Scientific Binomial Name:

SELECTION INFORMATION
Usage

Excellent for eating fresh & in salads; Good for pies & sauce.

Selection

Good-quality Pinova apples have a distinctive dark red blush over a yellow background color with prominent lenticels. The Pinata apple stores exceptionally well, retaining its distinctive crisp and crunchy texture for many months.

Test the firmness of the apple by holding it in the palm of your hand. (Do not push with your thumb). It should feel solid and heavy, not soft and light.

Avoid

Avoid product with soft or dark spots.

If the apple skin wrinkles when you rub your thumb across it, the apple has probably been in cold storage too long or has not been kept cool.

Storage

To store, keep apples as cold as possible in the refrigerator.

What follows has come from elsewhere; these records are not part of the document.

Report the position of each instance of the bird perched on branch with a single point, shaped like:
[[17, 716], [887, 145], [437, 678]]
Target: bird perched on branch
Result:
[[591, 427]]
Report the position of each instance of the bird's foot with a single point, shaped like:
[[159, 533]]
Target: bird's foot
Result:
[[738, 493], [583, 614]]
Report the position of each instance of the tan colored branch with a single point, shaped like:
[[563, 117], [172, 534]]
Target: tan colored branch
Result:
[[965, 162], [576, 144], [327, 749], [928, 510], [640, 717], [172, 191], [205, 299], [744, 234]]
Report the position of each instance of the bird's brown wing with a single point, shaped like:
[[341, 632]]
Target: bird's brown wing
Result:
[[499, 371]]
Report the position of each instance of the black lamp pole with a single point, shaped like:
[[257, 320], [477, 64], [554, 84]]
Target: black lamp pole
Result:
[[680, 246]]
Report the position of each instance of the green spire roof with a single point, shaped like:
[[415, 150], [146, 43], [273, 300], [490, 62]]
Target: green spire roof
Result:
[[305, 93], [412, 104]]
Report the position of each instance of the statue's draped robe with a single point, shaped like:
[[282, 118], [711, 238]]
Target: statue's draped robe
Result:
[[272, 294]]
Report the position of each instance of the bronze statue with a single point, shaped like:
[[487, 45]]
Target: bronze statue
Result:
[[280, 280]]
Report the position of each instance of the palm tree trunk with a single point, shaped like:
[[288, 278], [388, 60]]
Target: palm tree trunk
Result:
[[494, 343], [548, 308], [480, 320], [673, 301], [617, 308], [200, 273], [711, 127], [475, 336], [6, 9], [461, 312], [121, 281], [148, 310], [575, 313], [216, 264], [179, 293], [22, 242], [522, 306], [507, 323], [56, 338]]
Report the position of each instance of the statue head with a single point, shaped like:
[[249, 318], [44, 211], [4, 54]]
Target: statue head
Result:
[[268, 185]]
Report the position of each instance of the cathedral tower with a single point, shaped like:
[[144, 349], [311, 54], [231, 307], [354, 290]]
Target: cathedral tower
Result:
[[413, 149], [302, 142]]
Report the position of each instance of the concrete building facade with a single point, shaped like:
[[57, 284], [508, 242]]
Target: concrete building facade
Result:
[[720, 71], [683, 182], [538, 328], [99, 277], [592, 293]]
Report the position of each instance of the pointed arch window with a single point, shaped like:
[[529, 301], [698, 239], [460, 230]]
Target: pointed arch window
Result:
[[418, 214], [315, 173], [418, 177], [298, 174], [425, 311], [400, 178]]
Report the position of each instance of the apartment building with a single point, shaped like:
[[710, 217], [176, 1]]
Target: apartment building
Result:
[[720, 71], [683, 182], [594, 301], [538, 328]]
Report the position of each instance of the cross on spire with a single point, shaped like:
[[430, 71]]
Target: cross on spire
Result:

Apples do not freeze until the temperature drops to 28.5°F.

Ripening

Apples won't ripen further after being picked. Some apples will convert their starches into sugar after being picked, but this is known as "curing", and is best achieved by leaving fruit in the refrigerator - never sitting at room temperature.

  • Nutritional Information
  • Apples are very low in Saturated Fat, Cholesterol and Sodium. They're also a good source of Dietary Fiber and Vitamin C.

  • Tips & Trivia
  • Rub cut apples with lemon juice to keep slices and wedges creamy white for hours.

    Store apples in a plastic bag in the refrigerator away from strong-odored foods such as cabbage or onions to prevent flavor transfer.

    The Pinata apple is a new apple variety with old-fashioned apple flavor. Bred in Dresden, Germany, the variety was introduced in 1986 and has since become very popular in Europe. Its family tree includes 'Duchess of Oldenberg', 'Cox Orange Pippin' and 'Golden Delicious' varieties.

    The history of apple consumption dates from Stone Age cultivation in areas we now know as Austria and Switzerland. In ancient Greece, tossing an apple to a girl was a traditional proposal of marriage; catching it was acceptance.

    Folk hero Johnny Appleseed (John Chapman) did indeed spread the cultivation of apples in the United States. He knew enough about apples, however, so that he did not distribute seeds, because apples do not grow true from seeds. Instead, he established nurseries in Pennsylvania and Ohio.